Court puts Prasa back on the rails

In May the Passenger Rail Agency (Prasa) suffered a stunning defeat in court.

Armed with a report by the public protector and information from in-house investigations, Prasa’s board had promised to undo dubious contracts with signs of corruption – and took two cases to court.

One case was about a set of security contracts with Siyangena Technologies, a supplier of equipment such as high-speed passenger gates, worth around R4-billion.

Prasa asked the high court in Pretoria to set aside those contracts, but it was turned away on a technicality: Prasa had failed to bring its court case within the legislated time limit of 180 days, Judge Roland Sutherland ruled, and it had not properly argued why that time limit should be varied.

It had to be turned away and costs awarded against it – leaving a contract found unlawful by the public protector in force.

When Prasa tried to cancel another contract, to buy R3.5-billion worth of locomotives, Swifambo, the black fronting company it was challenging brought up that very same Siyangena ruling.

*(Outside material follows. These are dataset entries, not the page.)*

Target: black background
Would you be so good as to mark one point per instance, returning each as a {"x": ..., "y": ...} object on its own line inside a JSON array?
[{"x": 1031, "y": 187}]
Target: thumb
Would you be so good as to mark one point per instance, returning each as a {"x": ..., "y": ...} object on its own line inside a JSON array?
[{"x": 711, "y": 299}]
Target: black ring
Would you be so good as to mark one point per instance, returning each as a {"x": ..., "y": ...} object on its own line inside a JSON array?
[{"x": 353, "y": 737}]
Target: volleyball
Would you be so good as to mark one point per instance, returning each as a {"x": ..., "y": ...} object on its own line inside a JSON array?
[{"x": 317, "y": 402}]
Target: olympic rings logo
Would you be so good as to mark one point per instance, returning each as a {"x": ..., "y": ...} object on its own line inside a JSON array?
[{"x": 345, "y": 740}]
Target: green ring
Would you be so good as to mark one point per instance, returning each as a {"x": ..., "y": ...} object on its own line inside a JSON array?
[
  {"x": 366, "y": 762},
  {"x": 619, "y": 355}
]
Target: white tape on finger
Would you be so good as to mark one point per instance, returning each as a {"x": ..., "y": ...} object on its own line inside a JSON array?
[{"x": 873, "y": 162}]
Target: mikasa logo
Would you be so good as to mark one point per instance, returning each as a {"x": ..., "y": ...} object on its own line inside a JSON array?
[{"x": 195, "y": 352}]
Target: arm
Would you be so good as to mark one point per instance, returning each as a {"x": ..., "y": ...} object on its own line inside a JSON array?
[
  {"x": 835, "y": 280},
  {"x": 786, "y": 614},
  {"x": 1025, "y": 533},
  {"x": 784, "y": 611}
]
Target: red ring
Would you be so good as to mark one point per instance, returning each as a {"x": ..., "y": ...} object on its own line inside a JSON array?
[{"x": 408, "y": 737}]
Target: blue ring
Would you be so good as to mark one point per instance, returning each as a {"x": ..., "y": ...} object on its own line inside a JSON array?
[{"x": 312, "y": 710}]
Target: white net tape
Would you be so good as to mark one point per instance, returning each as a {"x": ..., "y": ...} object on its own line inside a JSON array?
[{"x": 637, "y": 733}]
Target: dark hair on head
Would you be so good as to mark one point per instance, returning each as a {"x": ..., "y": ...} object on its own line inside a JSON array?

But this time Prasa had learnt its lesson on how to argue the time-limit point, allowing the high court to reject technicalities.

“In my view state institutions should not be discouraged from ferreting out and prosecuting corruption because of delay, particularly not where there has been obfuscation and interference by individuals within the institution,” Judge Jacob Francis said in a judgment delivered this week.

Sticking to the technicalities, Francis said, could serve “to shield the perpetrators” of fraud, black empowerment fronting and probable corruption.

He not only overturned the Swifambo contract but found that the company had committed fraud, which was covered up with the connivance of Prasa’s ex-chief executive Lucky Montana.

“Corruption is a cancer that is slowly eating at the fabric of society. Chemotherapy is needed to curb it,” Francis said.

He also told Swifambo that it had itself to blame for the financial consequences of having the tender retrospectively yanked from it – even if he could not directly find the company guilty of corruption in a civil review matter.

“It is clear from the facts of this case that Swifambo was shown not to be an innocent tenderer.”

He had equally harsh words for Montana, who just weeks ago produced documents to help Swifambo in fighting Prasa.

“Montana, who was implicated in the irregular and unlawful decision to award the tender for the locomotives to Swifambo, managed to frustrate the dissemination and communication of relevant information while he was at Prasa.

“Even after he had left Prasa, he managed to obstruct the distribution of relevant information through a network of associates who were collaborating with him.”

Montana was fired in 2015 after defending the Swifambo contract and insisting the allegation that the locomotives were too big for the rail network was a lie.

Swifambo should never have received the contract in the first place, Francis found.

It had been nothing but an empowerment front for German train-maker Vossloh, it did not have the proper tax documents, Prasa failed to stick to the law and its own rules in awarding the tender, and specifications were manipulated to ensure Swifambo won.

Swifambo has said it will appeal.

Prasa’s crusading chairperson, Popo Molefe, has vowed to use the judgment as ammunition in fighting other dubious tenders – and in an attempt to force the Hawks to investigate corruption.